The Juvenile Justice and Delinquency Prevention Act (JJDP) of 1974 requires states to address the overrepresentation of minorities in juvenile detention facilities. Approximately 42 states have complied. Although Florida is one of the states that has technically complied, the conspicuous racial disparities still existent in the criminal justice system suggest that state policymakers are either dragging their feet or ignoring the problem all together. It costs more to keep a child incarcerated than it does to send them to college. Why not implement community oriented programs to deter kids from committing crime? Instead of adding more names to the exploding rolls in the criminal justice system, why not find innovative ways to destroy the school to prison pipeline, that far too often operates undisturbed in Black and Brown communities?

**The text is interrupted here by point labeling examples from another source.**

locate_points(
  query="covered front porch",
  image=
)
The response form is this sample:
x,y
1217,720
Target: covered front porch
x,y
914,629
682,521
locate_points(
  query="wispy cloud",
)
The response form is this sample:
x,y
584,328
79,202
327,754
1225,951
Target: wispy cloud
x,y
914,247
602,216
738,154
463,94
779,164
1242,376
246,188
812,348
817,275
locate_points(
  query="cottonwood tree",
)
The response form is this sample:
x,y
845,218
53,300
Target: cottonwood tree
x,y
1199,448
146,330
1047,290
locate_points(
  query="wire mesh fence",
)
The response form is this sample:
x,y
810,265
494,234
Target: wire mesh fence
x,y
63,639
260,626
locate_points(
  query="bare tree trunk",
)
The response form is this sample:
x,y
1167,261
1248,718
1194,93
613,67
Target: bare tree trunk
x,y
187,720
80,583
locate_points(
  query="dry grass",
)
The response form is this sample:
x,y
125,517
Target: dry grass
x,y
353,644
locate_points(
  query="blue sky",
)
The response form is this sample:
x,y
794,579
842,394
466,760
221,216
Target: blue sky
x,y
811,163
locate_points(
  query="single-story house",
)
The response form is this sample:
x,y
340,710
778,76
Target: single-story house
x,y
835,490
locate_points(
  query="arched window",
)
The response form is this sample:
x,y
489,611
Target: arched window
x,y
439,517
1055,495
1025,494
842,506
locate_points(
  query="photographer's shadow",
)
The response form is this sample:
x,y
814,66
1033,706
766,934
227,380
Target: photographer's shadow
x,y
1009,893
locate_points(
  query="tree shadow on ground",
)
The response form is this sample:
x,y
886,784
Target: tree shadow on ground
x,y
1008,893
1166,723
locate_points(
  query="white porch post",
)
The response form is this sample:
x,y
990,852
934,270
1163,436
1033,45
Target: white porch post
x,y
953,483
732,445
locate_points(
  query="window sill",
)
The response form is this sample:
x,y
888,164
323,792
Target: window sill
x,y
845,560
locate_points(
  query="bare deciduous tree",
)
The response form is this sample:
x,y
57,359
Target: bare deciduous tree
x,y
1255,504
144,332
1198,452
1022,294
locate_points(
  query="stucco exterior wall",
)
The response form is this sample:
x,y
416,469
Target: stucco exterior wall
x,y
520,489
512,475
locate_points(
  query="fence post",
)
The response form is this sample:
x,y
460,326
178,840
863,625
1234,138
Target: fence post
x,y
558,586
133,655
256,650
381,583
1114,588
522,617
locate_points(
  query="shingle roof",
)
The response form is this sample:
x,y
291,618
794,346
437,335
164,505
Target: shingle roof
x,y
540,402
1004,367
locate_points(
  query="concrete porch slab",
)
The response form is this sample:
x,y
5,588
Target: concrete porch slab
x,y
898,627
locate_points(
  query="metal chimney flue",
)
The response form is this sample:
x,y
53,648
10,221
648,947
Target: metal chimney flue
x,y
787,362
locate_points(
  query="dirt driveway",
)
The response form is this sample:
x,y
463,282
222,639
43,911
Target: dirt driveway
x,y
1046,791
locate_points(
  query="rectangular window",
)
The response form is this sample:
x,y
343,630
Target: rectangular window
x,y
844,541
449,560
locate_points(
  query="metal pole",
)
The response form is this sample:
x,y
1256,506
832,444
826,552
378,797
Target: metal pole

In order to truly achieve an equitable society in which all of our nation’s children have a fair shot at being productive citizens, our state legislatures need to stop acting delusional and use restorative justice as a means to treat and rehabilitate youth. Schooling, job training, mental health treatment, and follow up counseling are all non-punitive ways to both stem the tide of Black youth incarceration and save state dollars required to house, feed, and cloth inmates. Reallocating state government money from incarceration to programs that provide help and skills to enable youth to become mentally and socially stable citizens is the only we can begin to close the racial disparities in the criminal justice system.